Shinto shrine in Mie Prefecture, Japan

Hananoiwaya Shrine is a Shinto shrine in the Arima neighborhood of the city of Kumano, Mie, Japan. It is a site of worship for the kami Izanami and Kagu-tsuchi. The shrine is the site of a cave, the Flower Cavern , that is said to be the grave of Izanami. The cave is believed to mark the entrance to the underworld where Izanagi attempted to find Izanami after she died giving birth to Kagu-tsuchi. According to the Nihon Shoki, after Izanagi saw Izanami's rotting corpse, he sealed the entrance from the world of the living with a large boulder. In 2004, the shrine was registered as part of the Sacred Sites and Pilgrimage Routes in the Kii Mountain Range by UNESCO.

== History ==
The shrine complex at Hananoiwaya Shrine dates back to the Paleolithic era and is described in the Nihon Shoki. The shrine is one of the oldest in Japan, although the exact date of its construction is unknown; the first written record of it dates back to 720 AD in the Nara period. The shrine area has no actual buildings that house the kami, but rather the object of veneration is the massive rock itself.

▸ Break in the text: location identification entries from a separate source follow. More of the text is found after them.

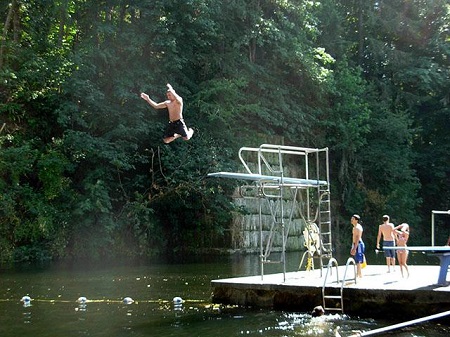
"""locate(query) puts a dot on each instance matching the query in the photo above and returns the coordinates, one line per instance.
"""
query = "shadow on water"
(54, 310)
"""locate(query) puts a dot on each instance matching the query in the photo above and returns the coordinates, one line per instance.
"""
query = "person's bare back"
(174, 104)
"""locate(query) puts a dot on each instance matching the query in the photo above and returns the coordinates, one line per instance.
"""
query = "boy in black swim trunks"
(174, 104)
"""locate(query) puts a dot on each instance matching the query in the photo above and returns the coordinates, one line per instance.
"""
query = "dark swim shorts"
(176, 127)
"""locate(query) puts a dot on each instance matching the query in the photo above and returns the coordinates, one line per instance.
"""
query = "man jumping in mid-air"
(176, 128)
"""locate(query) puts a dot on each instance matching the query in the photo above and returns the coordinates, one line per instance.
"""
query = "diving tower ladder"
(307, 195)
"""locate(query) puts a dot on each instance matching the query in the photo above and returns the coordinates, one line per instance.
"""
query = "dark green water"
(55, 312)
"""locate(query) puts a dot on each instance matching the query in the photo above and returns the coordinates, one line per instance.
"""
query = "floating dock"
(378, 294)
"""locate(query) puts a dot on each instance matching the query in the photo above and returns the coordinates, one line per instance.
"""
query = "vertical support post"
(432, 223)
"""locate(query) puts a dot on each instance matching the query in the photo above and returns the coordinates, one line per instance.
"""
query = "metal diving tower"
(290, 181)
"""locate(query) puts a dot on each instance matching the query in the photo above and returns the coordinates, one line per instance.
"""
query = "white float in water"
(25, 299)
(177, 300)
(82, 299)
(128, 300)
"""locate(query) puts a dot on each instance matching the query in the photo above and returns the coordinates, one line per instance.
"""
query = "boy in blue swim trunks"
(174, 104)
(386, 230)
(358, 246)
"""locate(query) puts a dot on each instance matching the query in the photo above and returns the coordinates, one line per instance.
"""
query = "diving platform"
(377, 294)
(292, 182)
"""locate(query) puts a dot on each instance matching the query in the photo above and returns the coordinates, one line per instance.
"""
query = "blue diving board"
(442, 252)
(271, 179)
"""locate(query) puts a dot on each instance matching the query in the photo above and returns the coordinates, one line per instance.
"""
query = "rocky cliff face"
(245, 228)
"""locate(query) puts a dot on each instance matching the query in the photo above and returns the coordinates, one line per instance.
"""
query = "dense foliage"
(83, 170)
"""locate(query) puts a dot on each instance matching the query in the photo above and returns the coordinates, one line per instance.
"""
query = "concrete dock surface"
(377, 294)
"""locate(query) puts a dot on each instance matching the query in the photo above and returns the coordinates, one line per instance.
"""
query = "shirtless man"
(386, 229)
(176, 128)
(358, 247)
(402, 236)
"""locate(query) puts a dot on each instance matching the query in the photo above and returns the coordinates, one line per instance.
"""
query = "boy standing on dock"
(358, 246)
(386, 229)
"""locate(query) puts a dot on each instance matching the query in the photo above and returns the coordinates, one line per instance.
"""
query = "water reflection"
(167, 300)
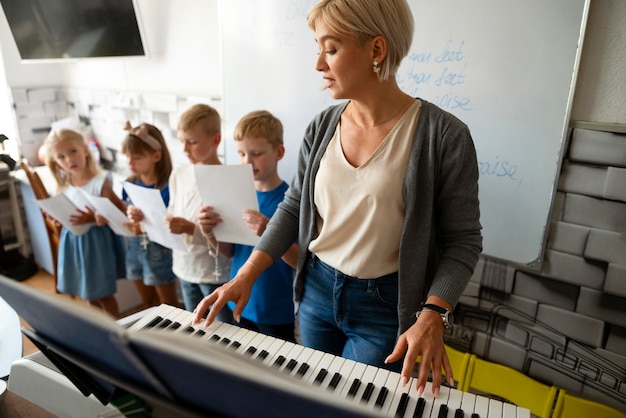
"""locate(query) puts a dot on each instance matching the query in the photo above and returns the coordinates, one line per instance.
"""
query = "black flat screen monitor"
(74, 29)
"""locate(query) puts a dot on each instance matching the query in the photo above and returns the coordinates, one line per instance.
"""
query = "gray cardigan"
(441, 238)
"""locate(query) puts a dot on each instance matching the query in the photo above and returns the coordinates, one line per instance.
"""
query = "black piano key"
(367, 393)
(302, 369)
(419, 408)
(443, 411)
(279, 361)
(291, 365)
(354, 388)
(154, 322)
(334, 381)
(164, 324)
(382, 396)
(404, 400)
(320, 377)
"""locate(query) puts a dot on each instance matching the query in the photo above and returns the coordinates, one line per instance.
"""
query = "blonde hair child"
(88, 264)
(148, 263)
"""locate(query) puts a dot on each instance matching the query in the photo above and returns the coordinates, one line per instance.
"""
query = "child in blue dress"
(88, 264)
(270, 310)
(148, 263)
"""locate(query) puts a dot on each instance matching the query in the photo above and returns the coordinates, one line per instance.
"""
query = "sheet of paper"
(60, 207)
(154, 211)
(230, 190)
(114, 215)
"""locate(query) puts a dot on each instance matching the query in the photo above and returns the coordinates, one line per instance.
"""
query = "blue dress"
(90, 264)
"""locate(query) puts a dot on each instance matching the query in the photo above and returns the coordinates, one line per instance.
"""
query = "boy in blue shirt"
(270, 310)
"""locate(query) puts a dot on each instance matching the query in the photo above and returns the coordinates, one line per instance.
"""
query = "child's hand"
(178, 225)
(100, 220)
(208, 219)
(84, 216)
(134, 214)
(256, 221)
(133, 227)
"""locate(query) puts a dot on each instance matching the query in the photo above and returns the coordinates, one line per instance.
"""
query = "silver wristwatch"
(446, 314)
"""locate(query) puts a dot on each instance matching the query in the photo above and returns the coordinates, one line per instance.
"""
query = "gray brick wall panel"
(601, 306)
(545, 290)
(615, 282)
(574, 269)
(568, 238)
(578, 327)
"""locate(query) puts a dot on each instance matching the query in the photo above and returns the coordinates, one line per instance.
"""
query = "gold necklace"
(404, 104)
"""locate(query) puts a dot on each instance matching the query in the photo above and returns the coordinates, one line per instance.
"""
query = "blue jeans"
(349, 317)
(193, 293)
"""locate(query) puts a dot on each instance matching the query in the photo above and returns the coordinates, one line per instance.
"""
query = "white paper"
(60, 207)
(154, 212)
(112, 213)
(230, 190)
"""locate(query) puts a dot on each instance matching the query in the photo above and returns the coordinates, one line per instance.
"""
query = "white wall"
(184, 47)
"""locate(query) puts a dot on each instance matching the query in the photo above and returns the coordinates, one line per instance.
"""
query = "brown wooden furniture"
(53, 228)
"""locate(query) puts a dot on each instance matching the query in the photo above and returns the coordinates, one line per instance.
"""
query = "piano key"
(356, 374)
(509, 410)
(320, 368)
(379, 389)
(441, 399)
(481, 407)
(454, 402)
(495, 409)
(467, 404)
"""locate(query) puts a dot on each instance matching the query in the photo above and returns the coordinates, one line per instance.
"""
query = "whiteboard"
(506, 68)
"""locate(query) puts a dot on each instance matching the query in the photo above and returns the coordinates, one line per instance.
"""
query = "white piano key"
(323, 364)
(281, 352)
(334, 367)
(313, 362)
(368, 376)
(291, 359)
(454, 401)
(495, 409)
(357, 373)
(482, 406)
(468, 403)
(398, 391)
(441, 399)
(346, 370)
(509, 410)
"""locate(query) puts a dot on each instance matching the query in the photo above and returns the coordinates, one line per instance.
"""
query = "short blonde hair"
(54, 138)
(134, 143)
(362, 20)
(260, 124)
(203, 116)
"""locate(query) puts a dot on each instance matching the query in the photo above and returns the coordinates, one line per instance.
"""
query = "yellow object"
(507, 383)
(459, 361)
(569, 406)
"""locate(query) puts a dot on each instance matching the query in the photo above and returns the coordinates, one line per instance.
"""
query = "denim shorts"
(148, 261)
(349, 317)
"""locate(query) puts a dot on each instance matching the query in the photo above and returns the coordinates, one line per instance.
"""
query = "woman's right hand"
(134, 214)
(237, 290)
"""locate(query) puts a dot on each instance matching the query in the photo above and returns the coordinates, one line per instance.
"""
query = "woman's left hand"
(425, 339)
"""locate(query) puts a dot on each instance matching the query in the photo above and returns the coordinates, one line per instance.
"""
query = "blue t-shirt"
(271, 300)
(165, 192)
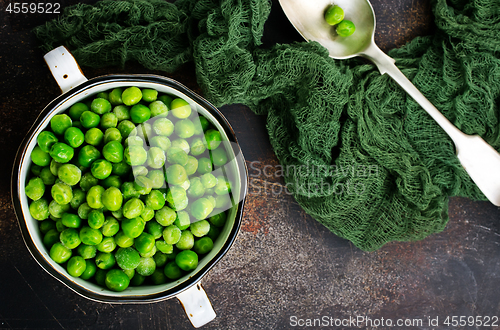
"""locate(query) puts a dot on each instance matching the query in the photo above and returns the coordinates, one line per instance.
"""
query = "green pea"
(131, 96)
(47, 177)
(69, 174)
(87, 155)
(110, 227)
(171, 234)
(135, 155)
(40, 157)
(158, 109)
(133, 208)
(71, 220)
(103, 95)
(198, 146)
(146, 266)
(115, 96)
(140, 113)
(70, 238)
(123, 240)
(47, 225)
(155, 200)
(149, 95)
(94, 136)
(180, 108)
(57, 210)
(89, 119)
(76, 110)
(201, 208)
(334, 15)
(61, 193)
(39, 209)
(182, 221)
(94, 197)
(105, 260)
(218, 157)
(213, 139)
(157, 178)
(35, 189)
(184, 128)
(127, 258)
(165, 216)
(109, 120)
(101, 169)
(147, 214)
(113, 151)
(223, 186)
(156, 157)
(163, 247)
(133, 227)
(112, 134)
(87, 251)
(181, 143)
(126, 127)
(160, 259)
(187, 260)
(83, 211)
(128, 191)
(200, 228)
(144, 243)
(90, 270)
(345, 28)
(76, 266)
(59, 123)
(46, 140)
(61, 152)
(59, 253)
(154, 228)
(88, 181)
(51, 237)
(203, 245)
(121, 168)
(176, 174)
(196, 189)
(107, 245)
(100, 106)
(204, 165)
(166, 99)
(112, 199)
(186, 241)
(122, 112)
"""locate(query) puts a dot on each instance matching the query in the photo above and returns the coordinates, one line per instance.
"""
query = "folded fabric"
(361, 156)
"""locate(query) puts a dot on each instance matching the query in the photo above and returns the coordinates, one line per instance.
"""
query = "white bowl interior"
(33, 224)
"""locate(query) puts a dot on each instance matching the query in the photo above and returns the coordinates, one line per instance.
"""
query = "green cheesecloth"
(360, 156)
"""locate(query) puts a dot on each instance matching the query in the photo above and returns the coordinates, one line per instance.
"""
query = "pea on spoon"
(479, 159)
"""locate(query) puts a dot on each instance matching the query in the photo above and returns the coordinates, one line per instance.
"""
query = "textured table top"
(284, 267)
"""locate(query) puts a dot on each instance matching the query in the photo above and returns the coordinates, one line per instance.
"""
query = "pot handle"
(197, 306)
(64, 68)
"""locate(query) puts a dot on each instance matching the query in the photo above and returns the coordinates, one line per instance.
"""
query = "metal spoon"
(479, 159)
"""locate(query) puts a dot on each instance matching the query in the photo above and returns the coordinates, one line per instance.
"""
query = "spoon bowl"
(480, 160)
(308, 18)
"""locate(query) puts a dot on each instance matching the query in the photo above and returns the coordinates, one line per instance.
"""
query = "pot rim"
(35, 252)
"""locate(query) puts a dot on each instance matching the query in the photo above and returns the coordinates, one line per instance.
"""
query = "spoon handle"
(480, 160)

Hananoiwaya is not mentioned as a shrine in either the Kojiki or the Engishiki, but rather as the name of a cemetery. Hananoiwaya was given the status of a shrine during the Meiji period.

Hananoiwaya Shrine figures in both Shinto and Buddhist histories. The 10th century priest and poet Zōki, in his pilgrimage account The Master of the Hut (庵主, Ionushi), describes how the area around the cavern that was identified as the tomb of Izanami, as well as the cave itself, was full of buried sutras, in the belief that the texts will later rise up from the earth when Maitreya, the future Buddha, arrives. D. Max Moerman describes the sutra burials as a way of making the area sacred to both a Buddhist future and the Imperial House of Japan as the descendants of Izanami.

== Festivals ==
A 170-meter (標縄, shimenawa), made by local citizens from seven intertwined ropes, is extended from a concrete pole (previously a sacred pine tree) and the 45-meter high rock face that blocks the entrance to the underworld. A rope-changing festival called (御綱掛け神事, otsunakake shinji) is held semiannually, on February and October 2, following a sacred dance to the gods. If the rope does not give way during the pulling, it remains until it breaks - a rope that withstands is considered a sign of good luck and a new rope is placed alongside it. This festival has been designated as an Intangible Cultural Property of Mie Prefecture.